According to Glenigan’s research, there was a 65% rise in the number of units included in detailed planning applications made by Barratt last year compared 2015.

There were also big rises in the units in the planning pipeline at other major housebuilders, including Persimmon (up 49%), Redrow (up 114%), Bloor (up 72%) and Keepmoat (up 61%).

Glenigan’s economics director Allan Wilen said: “This expansion in planning should not come as a surprise. Housebuilders’ profit margins are likely to come under pressure through increases in the price of raw materials and, depending on the outcome of Brexit, potentially through lack of labour.

“Margins are already rising at a slower level as housebuilders build out land bought more recently and developing their strategic landbanks will help big companies maintain profit levels.”

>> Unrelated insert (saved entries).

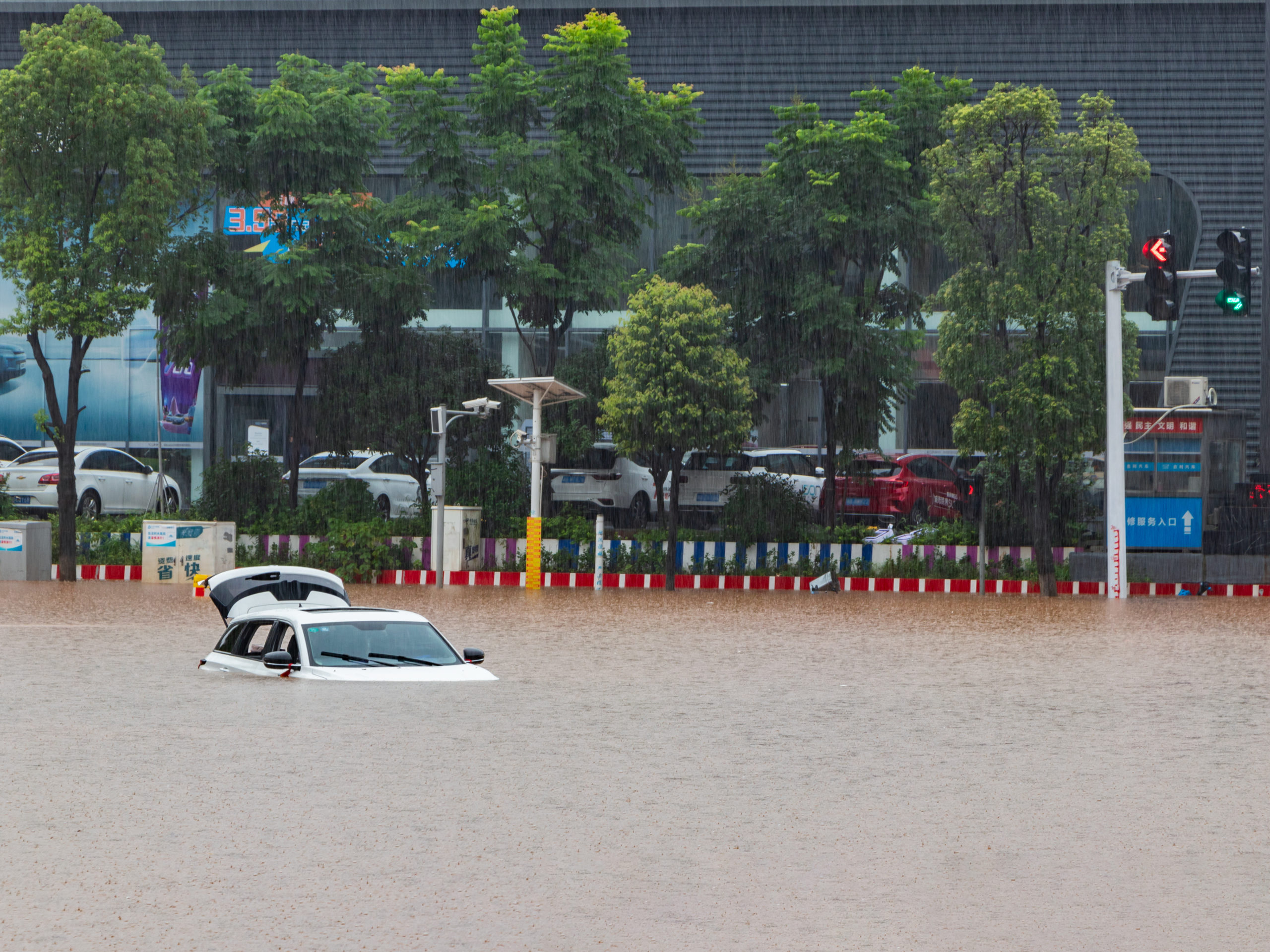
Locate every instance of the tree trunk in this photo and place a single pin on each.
(672, 535)
(296, 428)
(1043, 550)
(659, 470)
(829, 494)
(63, 429)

Barratt had applied to build more homes through the planning system than any other housebuilder since the inception of Glenigan’s research in 2004 right up to 2013 when Taylor Wimpey took and held onto the top spot for two years before being toppled by Persimmon.

With Barratt’s planning programme surging last year, the firm returns to pole position as Persimmon drops to the second spot with Taylor Wimpey in third place.

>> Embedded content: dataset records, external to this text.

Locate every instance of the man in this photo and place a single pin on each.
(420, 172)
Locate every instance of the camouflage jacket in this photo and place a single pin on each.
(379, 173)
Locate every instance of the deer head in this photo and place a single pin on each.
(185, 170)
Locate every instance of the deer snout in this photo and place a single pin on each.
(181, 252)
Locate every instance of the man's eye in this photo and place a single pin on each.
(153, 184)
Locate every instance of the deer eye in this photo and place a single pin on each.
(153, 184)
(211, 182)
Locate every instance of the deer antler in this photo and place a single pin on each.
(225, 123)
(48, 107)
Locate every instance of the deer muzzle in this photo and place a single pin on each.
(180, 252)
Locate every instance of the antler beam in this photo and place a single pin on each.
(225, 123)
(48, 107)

Redrow moves up to fourth place after the group’s planning pipeline more than doubled in 2016 according to Glenigan. In contrast, Galliford Try drops out of the top 10 after planning activity slowed in the wake of an ambitious three-year expansion plan ending in 2013/14.

While Galliford Try is clearly not aiming to grow completions at the rate of some of the other larger volume housebuilders, the group’s planning pipeline still expanded by 21% last year, illustrating the level of underlying confidence level even amongst even the more cautious players.

Outside of the top 15, there are also big rises at some of the industry’s medium-sized players, such as Gleeson, whose 2016 planning programme included 1,147 units and London-centric apartment developer Fairview, which applied to build 1,321 units – of which 91% were apartments.

A third of the homes in Countryside’s planning pipeline were also apartments, but the company planning the largest number of private sector flats according to Glenigan’s research was Barratt.

The number of flats in Barratt’s pipeline surged by 244% in 2016 against the previous year, whereas the rise in units classed as housing rose 49%. However, flats still only comprise 17% of the units in Barratt’s 2016 planning pipeline.